A new open-source scanner has been released to detect a critical vulnerability in the Common Unix Printing System (CUPS), explicitly targeting CVE-2024-47176.
This vulnerability and others in the chain pose significant risks as it can allow remote code execution on UNIX and UNIX-like systems.
The scanner aims to help system administrators identify and mitigate these vulnerabilities before malicious actors can exploit them.
What is CUPS, and Why Does it Matter?
CUPS, or the Common Unix Printing System, is an open-source framework widely used for managing and controlling printers on UNIX and UNIX-like systems.
UNIX and Linux support it, and some Apple devices make it one of the most prevalent printing libraries.
Given its widespread use, any vulnerabilities within CUPS can have far-reaching implications, affecting numerous systems globally.
Several critical vulnerabilities have recently been identified in CUPS, including CVE-2024-47176, CVE-2024-47076, CVE-2024-47175, and CVE-2024-47177.
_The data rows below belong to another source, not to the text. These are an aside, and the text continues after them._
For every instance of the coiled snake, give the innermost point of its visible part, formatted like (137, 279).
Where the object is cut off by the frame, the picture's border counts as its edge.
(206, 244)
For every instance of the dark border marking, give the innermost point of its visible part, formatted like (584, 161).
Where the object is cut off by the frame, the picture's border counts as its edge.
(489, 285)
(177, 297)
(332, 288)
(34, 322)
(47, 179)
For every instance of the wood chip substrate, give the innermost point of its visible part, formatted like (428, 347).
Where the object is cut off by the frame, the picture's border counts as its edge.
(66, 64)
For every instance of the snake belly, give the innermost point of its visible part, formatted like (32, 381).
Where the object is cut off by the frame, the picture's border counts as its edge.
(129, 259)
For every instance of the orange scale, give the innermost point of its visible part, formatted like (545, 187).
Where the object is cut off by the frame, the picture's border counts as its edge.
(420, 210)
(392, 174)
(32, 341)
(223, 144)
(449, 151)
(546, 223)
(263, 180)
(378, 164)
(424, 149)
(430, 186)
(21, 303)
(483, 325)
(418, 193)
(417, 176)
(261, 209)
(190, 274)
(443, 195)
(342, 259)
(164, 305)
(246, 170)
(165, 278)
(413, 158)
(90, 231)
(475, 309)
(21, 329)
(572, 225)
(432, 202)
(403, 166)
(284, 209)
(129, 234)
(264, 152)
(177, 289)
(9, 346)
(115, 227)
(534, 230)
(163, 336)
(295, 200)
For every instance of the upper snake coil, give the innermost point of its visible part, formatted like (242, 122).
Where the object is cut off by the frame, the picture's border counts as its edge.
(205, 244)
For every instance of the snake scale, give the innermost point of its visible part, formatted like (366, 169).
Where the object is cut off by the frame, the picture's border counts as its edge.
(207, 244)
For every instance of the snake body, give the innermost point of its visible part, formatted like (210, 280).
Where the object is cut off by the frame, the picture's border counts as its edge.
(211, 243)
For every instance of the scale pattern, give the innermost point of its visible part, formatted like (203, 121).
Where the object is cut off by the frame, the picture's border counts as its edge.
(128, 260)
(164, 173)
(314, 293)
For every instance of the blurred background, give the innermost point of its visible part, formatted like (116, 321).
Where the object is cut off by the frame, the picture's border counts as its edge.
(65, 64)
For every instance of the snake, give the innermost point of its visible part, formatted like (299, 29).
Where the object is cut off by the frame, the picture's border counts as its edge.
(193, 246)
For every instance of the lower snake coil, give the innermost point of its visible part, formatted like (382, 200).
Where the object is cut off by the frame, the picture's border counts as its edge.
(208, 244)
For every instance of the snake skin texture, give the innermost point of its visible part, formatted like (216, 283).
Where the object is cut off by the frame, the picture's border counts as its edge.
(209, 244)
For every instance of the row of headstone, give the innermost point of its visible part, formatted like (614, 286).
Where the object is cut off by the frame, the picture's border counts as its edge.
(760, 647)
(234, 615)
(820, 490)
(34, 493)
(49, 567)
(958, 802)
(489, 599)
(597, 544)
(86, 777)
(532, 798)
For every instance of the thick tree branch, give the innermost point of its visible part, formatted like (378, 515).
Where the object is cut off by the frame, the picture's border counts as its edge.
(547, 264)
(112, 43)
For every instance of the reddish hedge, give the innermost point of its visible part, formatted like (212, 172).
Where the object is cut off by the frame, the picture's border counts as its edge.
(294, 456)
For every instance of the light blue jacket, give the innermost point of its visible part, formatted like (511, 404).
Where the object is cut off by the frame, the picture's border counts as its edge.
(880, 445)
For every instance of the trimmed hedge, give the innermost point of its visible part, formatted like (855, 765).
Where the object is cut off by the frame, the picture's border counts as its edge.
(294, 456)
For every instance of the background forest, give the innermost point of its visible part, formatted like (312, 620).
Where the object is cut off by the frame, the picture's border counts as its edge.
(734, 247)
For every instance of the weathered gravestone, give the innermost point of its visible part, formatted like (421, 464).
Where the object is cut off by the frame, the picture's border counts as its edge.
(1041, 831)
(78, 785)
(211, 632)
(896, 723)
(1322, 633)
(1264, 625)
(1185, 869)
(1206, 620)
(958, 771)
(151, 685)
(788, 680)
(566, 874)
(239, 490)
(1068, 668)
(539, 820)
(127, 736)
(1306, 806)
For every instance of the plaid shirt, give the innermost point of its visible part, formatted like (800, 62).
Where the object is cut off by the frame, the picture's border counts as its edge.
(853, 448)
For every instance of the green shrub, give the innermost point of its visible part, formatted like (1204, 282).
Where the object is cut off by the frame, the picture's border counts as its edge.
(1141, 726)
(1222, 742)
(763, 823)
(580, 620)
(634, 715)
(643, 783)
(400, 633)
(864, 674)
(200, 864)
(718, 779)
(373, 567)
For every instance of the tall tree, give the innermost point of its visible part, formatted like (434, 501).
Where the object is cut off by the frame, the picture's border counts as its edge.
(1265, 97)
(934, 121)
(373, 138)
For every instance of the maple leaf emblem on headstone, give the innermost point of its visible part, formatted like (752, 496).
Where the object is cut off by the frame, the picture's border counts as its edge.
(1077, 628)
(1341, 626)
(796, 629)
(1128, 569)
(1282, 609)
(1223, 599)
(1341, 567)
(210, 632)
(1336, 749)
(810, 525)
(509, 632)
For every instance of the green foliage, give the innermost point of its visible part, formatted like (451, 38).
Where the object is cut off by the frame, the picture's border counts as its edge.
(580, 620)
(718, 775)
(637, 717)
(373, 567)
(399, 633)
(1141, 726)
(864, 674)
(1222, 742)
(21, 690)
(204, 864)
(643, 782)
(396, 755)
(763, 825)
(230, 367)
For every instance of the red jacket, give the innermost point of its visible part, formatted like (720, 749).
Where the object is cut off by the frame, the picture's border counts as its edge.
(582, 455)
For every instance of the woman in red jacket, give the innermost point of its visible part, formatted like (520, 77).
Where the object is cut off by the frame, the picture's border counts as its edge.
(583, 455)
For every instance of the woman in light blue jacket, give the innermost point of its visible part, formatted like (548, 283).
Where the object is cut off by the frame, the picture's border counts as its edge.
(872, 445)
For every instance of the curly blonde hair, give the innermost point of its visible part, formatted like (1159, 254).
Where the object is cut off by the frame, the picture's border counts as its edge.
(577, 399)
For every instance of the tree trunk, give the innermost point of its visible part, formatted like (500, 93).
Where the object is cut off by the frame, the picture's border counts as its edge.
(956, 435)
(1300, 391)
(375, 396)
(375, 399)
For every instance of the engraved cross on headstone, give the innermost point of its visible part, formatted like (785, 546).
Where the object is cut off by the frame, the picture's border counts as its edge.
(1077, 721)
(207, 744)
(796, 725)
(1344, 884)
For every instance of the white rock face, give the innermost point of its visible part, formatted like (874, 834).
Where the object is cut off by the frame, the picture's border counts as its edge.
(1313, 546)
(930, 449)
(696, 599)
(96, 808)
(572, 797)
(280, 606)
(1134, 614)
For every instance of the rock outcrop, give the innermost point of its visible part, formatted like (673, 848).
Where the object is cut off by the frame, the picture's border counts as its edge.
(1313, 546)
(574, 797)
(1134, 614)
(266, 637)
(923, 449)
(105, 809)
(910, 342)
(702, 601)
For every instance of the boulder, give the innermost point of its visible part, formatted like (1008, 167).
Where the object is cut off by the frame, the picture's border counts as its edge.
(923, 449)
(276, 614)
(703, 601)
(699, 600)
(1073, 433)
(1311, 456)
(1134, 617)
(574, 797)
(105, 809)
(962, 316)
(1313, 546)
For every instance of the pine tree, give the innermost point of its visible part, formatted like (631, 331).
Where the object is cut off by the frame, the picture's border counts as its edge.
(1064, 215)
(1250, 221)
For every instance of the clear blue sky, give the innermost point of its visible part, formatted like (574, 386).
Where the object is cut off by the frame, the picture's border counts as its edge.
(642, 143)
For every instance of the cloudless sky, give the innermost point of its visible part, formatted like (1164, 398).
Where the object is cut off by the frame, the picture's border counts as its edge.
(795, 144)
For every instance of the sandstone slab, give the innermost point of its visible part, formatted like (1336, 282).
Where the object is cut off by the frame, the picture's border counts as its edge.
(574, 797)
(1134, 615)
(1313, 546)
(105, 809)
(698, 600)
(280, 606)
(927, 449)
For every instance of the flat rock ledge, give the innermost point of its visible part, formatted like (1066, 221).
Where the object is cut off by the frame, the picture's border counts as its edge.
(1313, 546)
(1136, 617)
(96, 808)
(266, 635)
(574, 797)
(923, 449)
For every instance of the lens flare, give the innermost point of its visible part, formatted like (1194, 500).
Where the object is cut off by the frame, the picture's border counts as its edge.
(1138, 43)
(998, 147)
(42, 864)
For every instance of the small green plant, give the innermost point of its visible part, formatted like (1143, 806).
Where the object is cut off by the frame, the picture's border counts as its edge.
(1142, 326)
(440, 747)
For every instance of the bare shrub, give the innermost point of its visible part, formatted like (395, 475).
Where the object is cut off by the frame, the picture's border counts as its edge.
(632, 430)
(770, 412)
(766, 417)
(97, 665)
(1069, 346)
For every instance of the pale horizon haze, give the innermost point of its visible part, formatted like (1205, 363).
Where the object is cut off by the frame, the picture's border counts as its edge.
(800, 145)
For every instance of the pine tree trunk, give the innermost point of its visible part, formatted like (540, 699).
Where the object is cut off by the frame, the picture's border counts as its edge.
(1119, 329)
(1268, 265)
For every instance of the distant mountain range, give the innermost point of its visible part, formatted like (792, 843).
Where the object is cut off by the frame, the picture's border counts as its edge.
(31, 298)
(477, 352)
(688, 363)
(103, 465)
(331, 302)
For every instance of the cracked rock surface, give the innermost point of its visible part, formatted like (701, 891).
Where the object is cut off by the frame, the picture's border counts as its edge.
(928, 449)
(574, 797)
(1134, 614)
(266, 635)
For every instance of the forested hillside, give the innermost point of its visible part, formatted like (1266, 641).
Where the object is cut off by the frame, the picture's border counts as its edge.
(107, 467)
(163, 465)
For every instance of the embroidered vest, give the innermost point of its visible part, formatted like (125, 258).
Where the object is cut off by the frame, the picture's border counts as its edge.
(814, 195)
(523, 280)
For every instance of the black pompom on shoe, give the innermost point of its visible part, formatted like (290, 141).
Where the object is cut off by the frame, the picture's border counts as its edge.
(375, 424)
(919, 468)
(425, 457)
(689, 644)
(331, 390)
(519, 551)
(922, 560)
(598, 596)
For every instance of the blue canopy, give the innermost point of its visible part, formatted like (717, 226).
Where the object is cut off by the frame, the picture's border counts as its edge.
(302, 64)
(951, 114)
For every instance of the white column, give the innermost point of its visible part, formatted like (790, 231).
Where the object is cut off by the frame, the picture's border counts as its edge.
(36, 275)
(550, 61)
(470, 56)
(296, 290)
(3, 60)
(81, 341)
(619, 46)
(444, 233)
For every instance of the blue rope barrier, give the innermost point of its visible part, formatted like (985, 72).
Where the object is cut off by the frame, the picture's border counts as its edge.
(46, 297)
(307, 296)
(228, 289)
These vulnerabilities can be chained together to allow a remote attacker to add or reconfigure network printers to execute arbitrary code when users attempt to print from them.
Analyse Any Suspicious Links Using ANY.RUN’s New Safe Browsing Tool: Try for Free
A Quick Overview of CVE-2024-47176
According to the MalwareTech report in Github, the vulnerability CVE-2024-47176 is found in the cups-browsed daemon.
The flaw arises because cups-browsed binds its control port (UDP port 631) to INADDR_ANY, making it accessible to the world without authentication.
This means anyone reaching the control port can instruct cups-browsed to perform printer discovery.
Even if the port is not directly accessible from the internet due to firewalls or NAT configurations, it may still be reachable via local networks.
This opens up possibilities for privilege escalation and lateral movement within an organization’s network.
How CVE-2024-47176 Scanning Works
The exploitation process typically begins with an attacker sending a specially crafted request to cups-browsed on UDP port 631.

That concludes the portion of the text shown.